Determining necessary VA seems harder than it needs to be because so many items are rated in "maximum capacity" and building a power supply large enough to handle the max capacity of 5 axis worth of Gecko G320 drives would be ludicrously expensive - it would have to be capable of delivering 100 Amps DC, requiring a mains input of ~40 Amps @ 220VAC for just the motion, never mind the spindle, coolant pump, lights, brake, logic step-down transformer or any other powered accessories. Nevermind the fact that such a transformer that can deliver 100% duty cycle would be as big or bigger than a decently sized welder, it would also cost a lot of money to buy, ship and consume a lot of power once plugged in!

Fortunately its unlikely that we'll be running all 5 (planning for the future) axis at full draw at the same time - the maximum draw will come from a rapid change in direction at speed and it would be unwise and unlikely to be accelerating all axis at maximum speed with maximum load at the exact same time.

With a linear unregulated supply like we're going to build around a toroidal transformer, we can briefly overload the transformer for a few seconds with no ill effects (from Antek's data sheet "In most of the cases, this transformer can be output 20% more power from its rating at 60Hz power source without any problem." In addition to this, when a servo decelerates it feeds some energy back into the capacitor bank that can be re-used, provided it doesn't decelerate so rapidly that it back feeds more power than the drives or capacitor bank can handle.
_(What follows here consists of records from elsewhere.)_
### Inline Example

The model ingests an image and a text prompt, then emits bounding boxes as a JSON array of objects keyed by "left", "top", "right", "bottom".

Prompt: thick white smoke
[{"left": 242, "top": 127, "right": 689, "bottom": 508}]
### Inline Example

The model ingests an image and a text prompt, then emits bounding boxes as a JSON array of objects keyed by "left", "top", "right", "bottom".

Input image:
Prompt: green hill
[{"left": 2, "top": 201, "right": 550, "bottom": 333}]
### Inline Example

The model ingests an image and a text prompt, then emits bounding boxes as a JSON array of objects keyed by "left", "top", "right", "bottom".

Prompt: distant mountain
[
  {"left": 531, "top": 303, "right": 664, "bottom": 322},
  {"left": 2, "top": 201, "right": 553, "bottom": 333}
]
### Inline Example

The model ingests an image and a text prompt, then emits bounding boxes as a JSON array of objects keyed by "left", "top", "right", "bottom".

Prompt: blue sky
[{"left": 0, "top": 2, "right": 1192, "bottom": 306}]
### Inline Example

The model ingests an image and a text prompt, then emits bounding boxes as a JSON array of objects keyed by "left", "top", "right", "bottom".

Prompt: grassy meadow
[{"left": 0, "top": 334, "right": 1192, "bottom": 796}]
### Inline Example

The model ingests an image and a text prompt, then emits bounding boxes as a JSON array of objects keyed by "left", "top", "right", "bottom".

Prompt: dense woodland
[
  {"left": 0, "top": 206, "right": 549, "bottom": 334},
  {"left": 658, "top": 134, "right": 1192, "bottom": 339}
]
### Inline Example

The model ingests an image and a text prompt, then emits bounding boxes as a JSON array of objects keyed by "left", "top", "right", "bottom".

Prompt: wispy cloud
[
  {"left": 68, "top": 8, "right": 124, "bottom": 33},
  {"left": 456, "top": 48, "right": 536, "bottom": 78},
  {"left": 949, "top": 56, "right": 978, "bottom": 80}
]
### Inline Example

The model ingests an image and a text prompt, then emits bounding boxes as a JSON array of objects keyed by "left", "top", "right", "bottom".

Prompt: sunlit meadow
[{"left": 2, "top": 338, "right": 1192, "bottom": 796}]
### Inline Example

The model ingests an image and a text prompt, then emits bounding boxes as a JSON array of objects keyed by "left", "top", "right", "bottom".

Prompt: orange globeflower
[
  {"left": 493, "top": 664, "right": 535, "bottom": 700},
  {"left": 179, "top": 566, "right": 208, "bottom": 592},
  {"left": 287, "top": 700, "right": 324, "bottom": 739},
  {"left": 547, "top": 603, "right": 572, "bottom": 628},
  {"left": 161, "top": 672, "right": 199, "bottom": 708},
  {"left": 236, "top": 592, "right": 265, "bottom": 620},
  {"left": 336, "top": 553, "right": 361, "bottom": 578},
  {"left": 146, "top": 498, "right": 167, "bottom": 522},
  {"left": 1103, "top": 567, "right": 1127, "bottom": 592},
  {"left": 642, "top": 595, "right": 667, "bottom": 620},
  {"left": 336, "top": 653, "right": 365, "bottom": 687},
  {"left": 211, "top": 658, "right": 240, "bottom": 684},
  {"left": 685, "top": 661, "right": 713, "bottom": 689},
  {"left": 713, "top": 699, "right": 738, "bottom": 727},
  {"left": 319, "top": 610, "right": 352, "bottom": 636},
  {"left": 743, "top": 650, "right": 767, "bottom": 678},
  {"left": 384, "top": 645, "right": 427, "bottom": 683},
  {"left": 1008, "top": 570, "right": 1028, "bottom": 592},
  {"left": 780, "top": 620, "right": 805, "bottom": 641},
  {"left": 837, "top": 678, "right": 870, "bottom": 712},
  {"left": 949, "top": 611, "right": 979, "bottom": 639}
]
While you can calculate out the necessary wattage needs for your mill, and the power supply and servo vs. stepper papers on Gecko's site show you how to calculate that, I considered the calculation I drew from that as well as looking at a number of other similarly sized mill build logs on CNCzone and what was available at reasonable prices thru a few online distributors, Antek being a very popular and well recommended one. I decided that I wanted to buy an Antek AN-15458, rated 1500 VA @ 58 volts.

Next I needed to worry about rectifying all that current from AC into DC, and had been advised by a number of people that I should double up bridge rectifiers for redundancy and power handling on my servo voltage supply, so I knew I was going to need 4 for the 2x58V secondaries, plus two more for each of the 12 volt secondaries.

Last I was going to need some capacitors, and we calculate the minimum value by the formula (80,000 * I) / V = C, where I is amps, V is voltage and C is capacitance in uF. (80,000*25)/75 = ~26,666 uF, but more capacitance on your filter isn't necessarily a bad thing (within reason of course).